Business

LIC IPO Subscribed 18% On First Day of Its Opening

As per the data by IPO Watch and IPO Wala, LIC traded at a premium of Rs 85 per share in the grey market on Wednesday, against Rs 45 premium last Thursday.

Sentinel Digital Desk

New Delhi: The much-awaited Initial Public Offering (IPO) of the Life Insurance Corporation (LIC) hit the market on Wednesday with a price band of Rs 902 to 949 per equity share.

LIC has also witnessed a surge of 9 percent premium over its upper price band in the grey market as the Rs 21,000-crore.

As per the NSE data, the company issue was subscribed 0.18 times, while the policyholder's segment was subscribed 0.48 times while the employee's portion was subscribed 0.38 times.

Apart from these, the qualified institutional buyers (QIBs) were subscribed 0.00 times, the non-institutional investors were subscribed 0.04 times and the retail segment was subscribed 0.24 times.

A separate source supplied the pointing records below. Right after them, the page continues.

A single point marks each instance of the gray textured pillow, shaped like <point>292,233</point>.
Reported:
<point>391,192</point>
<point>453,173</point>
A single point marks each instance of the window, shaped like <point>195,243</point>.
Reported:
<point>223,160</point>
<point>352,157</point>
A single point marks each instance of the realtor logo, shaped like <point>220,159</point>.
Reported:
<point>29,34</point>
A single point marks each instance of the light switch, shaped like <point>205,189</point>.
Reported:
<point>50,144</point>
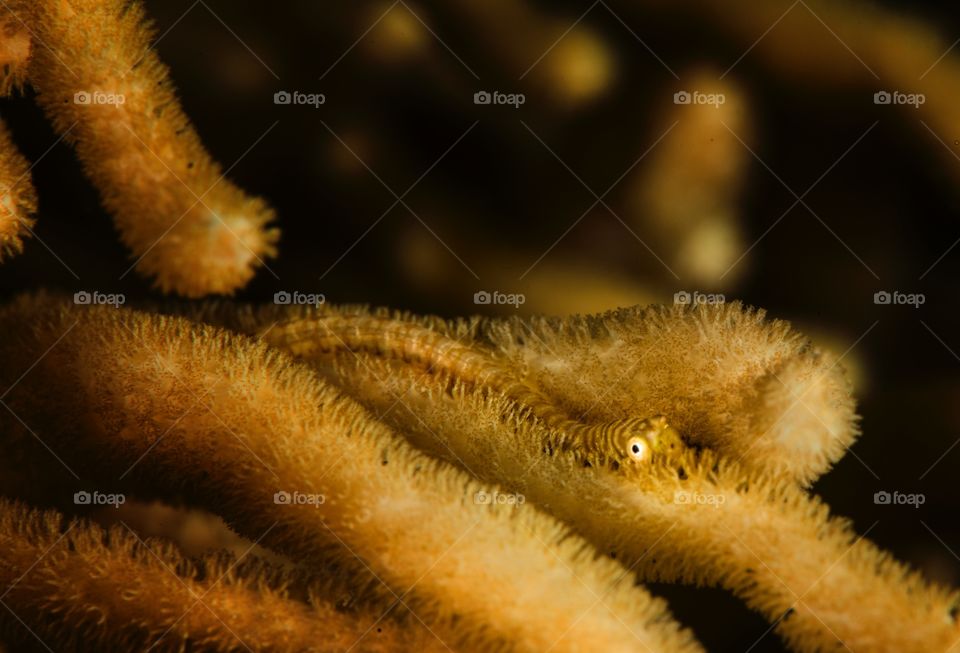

Investors who wish to subscribe to LIC IPO can bid in a lot of 15 equity shares and multiples thereafter.

As per the data by IPO Watch and IPO Wala, LIC traded at a premium of Rs 85 per share in the grey market on Wednesday, against Rs 45 premium last Thursday.

The government is offloading 3.5% or 22.13 crore shares and targets to raise Rs 20,550 crore through this public issue.

Meanwhile, the LIC policyholders will get a discount of Rs 60 per equity share, while Retail and employees will get a discount of Rs 40.

Presently, as per the market observers, LIC is trading a healthy premium or GMP.

The company has already garnered more than Rs 5,000 crore through its anchor book on May 2, of which Rs 4,000 has been invested by 15 domestic mutual funds through 99 schemes.

Initially, the IPO was planned to be launched in March, but the Russia-Ukraine crisis has derailed the plans as stock markets are highly volatile.

In February, the insurance company had filed draft papers with the Securities and Exchange Board of India (SEBI) stating that it would sell a 5 percent stake or 31.6 crores shares in the insurer.